Even though RNA-seq is very sensitive and bioinformatical tools are constantly improving, the experimental validation of potential isoforms employing methods such as northern blot or rapid amplification of cDNA ends (RACE) is still required to complement the bioinformatic predictions. With RACE, the RNA ends can be deciphered; however, most approaches utilize a 3′ poly-A tail, circumventing the detection of non-polyadenylated transcripts (69). For 5′ RACE, protocols exploiting the 5′ cap have been established, ensuring only detection of intact transcripts rather than also picking up potential degradation products (70). Identification of uncapped transcripts on the other hand requires classic 5′ RACE approaches, which might result in an overestimation of isoforms and transcription start sites (70). Supplementing RACE, cap analysis gene expression (CAGE) may unravel the 5′ end of capped RNAs, and recent modifications to the original protocol such as nanoCAGE or nAnT-iCAGE have been developed to work with minimal starting material and exclude bias from PCR amplification or tag cleavage (71, 72). Before performing own CAGE analysis, the recently published FANTOM5 data set can be mined for the occurrence of 5′ start sites for a given locus (73).

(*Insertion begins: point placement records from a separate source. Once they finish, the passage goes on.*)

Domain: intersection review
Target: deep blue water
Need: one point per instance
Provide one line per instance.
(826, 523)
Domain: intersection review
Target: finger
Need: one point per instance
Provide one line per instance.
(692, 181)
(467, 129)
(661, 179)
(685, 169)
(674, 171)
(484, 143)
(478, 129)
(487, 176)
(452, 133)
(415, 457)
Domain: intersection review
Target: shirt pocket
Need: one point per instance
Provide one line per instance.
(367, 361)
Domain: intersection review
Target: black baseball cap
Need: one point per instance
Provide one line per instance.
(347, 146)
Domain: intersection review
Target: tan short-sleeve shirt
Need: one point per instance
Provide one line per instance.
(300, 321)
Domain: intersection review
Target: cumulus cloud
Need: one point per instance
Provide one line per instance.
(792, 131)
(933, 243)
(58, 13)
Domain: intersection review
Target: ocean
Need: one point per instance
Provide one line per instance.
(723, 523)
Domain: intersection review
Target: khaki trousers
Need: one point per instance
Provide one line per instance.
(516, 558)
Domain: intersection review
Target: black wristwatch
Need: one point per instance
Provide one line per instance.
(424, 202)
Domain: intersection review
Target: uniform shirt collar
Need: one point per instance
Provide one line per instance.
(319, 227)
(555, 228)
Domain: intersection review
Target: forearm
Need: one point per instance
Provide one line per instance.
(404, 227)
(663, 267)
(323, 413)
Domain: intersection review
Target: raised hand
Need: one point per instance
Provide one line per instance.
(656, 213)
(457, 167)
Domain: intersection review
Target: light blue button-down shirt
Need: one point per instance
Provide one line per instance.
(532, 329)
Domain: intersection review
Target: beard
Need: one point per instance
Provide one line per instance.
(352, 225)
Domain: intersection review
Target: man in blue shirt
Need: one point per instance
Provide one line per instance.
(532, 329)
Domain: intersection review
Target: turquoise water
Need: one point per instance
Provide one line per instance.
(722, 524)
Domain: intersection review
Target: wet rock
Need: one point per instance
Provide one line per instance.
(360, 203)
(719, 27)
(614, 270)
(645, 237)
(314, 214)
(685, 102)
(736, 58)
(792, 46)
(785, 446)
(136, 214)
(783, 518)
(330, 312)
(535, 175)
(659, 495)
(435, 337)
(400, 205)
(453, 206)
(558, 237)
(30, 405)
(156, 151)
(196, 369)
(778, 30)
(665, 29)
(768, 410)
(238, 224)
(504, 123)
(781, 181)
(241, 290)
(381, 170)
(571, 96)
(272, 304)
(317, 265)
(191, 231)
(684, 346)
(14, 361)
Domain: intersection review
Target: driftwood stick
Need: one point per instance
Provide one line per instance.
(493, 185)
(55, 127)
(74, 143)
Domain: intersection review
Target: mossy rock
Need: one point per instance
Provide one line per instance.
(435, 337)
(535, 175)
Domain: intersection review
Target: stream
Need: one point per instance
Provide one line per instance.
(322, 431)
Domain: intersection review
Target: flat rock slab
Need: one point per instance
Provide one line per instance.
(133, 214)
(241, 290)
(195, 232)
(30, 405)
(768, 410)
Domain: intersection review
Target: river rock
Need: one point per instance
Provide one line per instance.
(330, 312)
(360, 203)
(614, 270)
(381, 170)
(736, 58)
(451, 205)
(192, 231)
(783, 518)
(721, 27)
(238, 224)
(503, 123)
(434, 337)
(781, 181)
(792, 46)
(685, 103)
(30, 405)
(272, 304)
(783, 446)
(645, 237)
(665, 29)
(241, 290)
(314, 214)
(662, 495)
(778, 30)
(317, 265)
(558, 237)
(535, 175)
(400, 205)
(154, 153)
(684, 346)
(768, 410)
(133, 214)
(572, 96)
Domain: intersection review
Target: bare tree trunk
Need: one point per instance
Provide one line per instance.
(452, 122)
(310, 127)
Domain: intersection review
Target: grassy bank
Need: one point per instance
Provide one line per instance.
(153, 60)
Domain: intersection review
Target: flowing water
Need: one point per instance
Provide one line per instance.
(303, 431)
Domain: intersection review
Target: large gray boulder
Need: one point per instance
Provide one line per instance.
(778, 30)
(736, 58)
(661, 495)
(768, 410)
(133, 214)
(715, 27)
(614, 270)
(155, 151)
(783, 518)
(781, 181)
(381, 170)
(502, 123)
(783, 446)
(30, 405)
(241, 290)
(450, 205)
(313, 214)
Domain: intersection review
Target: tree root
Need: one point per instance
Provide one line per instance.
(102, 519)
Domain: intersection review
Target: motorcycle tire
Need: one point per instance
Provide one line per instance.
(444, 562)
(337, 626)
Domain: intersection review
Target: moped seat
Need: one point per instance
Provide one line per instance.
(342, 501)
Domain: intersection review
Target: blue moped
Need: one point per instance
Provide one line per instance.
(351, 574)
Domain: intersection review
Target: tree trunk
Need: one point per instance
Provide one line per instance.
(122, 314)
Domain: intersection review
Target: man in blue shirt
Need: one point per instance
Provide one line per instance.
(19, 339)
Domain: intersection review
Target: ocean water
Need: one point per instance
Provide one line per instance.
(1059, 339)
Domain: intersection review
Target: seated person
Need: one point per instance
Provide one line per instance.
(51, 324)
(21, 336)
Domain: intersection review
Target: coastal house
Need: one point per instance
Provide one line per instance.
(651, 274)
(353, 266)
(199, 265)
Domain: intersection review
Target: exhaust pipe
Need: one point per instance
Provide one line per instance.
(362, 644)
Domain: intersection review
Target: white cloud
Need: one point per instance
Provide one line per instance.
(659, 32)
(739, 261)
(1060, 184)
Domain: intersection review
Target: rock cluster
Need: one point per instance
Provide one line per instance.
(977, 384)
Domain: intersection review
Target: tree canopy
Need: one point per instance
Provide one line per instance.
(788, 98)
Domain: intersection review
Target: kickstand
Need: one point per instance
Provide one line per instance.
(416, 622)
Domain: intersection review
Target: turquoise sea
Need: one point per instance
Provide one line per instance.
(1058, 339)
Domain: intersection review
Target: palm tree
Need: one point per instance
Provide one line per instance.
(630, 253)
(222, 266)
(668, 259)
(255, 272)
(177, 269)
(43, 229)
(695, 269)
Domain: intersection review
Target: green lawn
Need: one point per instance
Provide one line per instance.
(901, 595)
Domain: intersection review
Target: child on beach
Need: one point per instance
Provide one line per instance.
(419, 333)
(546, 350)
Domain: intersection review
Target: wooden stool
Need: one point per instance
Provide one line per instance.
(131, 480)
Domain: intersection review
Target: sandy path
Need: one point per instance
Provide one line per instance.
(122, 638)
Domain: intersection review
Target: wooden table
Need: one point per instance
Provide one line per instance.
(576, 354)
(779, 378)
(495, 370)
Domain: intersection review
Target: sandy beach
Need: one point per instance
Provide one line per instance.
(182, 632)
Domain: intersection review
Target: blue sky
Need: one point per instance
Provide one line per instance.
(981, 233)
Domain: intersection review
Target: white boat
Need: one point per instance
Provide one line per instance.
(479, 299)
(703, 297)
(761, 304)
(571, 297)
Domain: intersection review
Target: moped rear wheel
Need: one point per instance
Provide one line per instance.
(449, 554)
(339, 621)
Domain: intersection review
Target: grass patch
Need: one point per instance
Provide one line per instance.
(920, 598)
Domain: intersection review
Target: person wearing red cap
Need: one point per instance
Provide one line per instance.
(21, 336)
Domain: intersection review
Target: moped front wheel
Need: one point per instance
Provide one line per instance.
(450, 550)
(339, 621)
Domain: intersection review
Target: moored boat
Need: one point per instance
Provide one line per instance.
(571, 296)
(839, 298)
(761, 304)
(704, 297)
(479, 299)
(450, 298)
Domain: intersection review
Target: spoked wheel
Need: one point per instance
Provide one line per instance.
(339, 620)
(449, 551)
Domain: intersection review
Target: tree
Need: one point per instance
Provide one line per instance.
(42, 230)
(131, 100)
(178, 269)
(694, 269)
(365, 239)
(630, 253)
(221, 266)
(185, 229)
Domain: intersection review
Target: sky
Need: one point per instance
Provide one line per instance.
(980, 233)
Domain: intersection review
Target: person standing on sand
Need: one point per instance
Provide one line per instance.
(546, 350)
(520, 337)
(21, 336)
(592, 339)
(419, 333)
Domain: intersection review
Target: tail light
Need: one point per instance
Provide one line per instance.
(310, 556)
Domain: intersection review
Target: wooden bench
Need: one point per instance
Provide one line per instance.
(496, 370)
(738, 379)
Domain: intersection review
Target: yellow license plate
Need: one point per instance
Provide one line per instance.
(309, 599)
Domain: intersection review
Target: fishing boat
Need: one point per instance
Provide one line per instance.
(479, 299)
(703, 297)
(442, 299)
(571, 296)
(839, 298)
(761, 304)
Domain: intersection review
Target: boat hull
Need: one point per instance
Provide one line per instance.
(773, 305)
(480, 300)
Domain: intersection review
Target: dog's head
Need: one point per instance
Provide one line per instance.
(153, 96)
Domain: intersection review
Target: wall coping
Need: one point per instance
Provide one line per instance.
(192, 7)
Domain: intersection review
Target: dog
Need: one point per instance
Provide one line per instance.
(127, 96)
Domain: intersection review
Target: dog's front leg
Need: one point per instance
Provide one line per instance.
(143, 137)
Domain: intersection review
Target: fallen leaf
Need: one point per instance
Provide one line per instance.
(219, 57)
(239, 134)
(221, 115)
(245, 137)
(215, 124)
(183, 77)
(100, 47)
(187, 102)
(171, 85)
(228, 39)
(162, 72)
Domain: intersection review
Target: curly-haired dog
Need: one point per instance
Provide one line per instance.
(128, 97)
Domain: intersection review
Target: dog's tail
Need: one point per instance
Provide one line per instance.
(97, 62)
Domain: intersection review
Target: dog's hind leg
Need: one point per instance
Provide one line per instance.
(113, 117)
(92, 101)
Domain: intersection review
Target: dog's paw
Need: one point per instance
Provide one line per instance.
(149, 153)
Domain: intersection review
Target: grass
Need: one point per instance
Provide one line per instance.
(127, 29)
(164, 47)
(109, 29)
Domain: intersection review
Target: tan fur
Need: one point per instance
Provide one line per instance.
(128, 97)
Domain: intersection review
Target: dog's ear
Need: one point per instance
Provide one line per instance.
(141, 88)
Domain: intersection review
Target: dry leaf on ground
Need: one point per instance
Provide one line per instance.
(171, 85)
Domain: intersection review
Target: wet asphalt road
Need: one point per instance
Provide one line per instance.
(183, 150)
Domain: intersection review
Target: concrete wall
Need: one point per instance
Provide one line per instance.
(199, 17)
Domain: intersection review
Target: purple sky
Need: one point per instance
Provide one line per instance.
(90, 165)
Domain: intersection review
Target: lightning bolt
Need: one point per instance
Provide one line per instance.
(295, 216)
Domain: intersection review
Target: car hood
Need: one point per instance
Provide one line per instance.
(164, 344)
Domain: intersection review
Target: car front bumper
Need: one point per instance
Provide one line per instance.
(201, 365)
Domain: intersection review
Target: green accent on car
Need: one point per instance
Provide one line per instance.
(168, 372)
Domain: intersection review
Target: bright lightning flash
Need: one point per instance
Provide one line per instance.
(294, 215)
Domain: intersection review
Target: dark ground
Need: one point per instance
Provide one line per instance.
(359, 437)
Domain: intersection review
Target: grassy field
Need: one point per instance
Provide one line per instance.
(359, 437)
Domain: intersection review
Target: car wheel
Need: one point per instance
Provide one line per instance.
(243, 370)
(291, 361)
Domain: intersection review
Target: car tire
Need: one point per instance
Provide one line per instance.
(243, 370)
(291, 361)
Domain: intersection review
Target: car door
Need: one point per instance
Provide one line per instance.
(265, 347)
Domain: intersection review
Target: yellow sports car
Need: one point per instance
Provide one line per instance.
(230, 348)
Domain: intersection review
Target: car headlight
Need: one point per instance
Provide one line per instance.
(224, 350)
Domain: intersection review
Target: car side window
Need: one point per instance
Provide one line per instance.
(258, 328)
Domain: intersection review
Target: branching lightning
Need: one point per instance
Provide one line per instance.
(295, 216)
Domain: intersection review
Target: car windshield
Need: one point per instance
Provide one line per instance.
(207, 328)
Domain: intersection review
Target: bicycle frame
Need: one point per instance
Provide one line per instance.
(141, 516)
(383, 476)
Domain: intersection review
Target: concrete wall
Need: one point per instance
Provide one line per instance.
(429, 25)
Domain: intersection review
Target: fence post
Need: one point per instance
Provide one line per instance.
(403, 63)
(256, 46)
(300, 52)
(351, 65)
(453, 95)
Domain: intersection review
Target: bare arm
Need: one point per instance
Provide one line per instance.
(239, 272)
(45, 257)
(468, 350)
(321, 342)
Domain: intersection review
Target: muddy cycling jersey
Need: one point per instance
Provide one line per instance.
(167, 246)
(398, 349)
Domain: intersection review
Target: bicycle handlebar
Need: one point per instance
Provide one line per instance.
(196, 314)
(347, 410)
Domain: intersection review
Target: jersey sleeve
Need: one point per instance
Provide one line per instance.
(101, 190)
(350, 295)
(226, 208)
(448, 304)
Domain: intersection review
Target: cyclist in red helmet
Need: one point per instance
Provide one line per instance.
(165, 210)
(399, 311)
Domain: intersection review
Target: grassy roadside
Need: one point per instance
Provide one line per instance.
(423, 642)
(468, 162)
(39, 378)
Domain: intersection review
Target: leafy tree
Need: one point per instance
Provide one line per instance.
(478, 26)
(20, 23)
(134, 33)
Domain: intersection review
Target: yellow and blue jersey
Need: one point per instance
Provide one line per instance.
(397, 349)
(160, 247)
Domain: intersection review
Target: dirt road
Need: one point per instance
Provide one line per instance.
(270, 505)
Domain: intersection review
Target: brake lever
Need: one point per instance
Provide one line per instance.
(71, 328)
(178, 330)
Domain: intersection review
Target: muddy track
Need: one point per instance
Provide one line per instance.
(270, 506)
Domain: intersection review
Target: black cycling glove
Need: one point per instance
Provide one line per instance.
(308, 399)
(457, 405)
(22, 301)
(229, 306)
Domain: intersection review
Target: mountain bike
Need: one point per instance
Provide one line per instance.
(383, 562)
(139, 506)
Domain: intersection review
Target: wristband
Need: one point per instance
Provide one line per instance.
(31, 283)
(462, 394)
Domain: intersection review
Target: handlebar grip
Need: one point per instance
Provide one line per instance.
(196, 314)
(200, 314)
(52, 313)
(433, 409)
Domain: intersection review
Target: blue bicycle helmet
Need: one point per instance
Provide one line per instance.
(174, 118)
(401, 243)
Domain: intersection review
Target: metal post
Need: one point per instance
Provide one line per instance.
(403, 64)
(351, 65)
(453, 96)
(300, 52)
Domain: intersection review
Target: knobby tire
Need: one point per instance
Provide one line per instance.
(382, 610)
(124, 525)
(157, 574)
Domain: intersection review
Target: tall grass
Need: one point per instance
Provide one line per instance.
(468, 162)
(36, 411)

Once a pool of potential isoforms has been established, northern blots can be used to verify their presence and predicted length (74). Moreover, the abundance of approved isoforms can be determined by (q)RT-PCR using isoform-specific primer sets (75). Overall, none of the mentioned techniques alone might be sufficient for verification and mapping of multiple isoforms because each technique not only has certain strengths but also has weaknesses. However, using these methods as complementary approaches and compiling insights from all analyses may allow isoform prediction as well as isoform verification.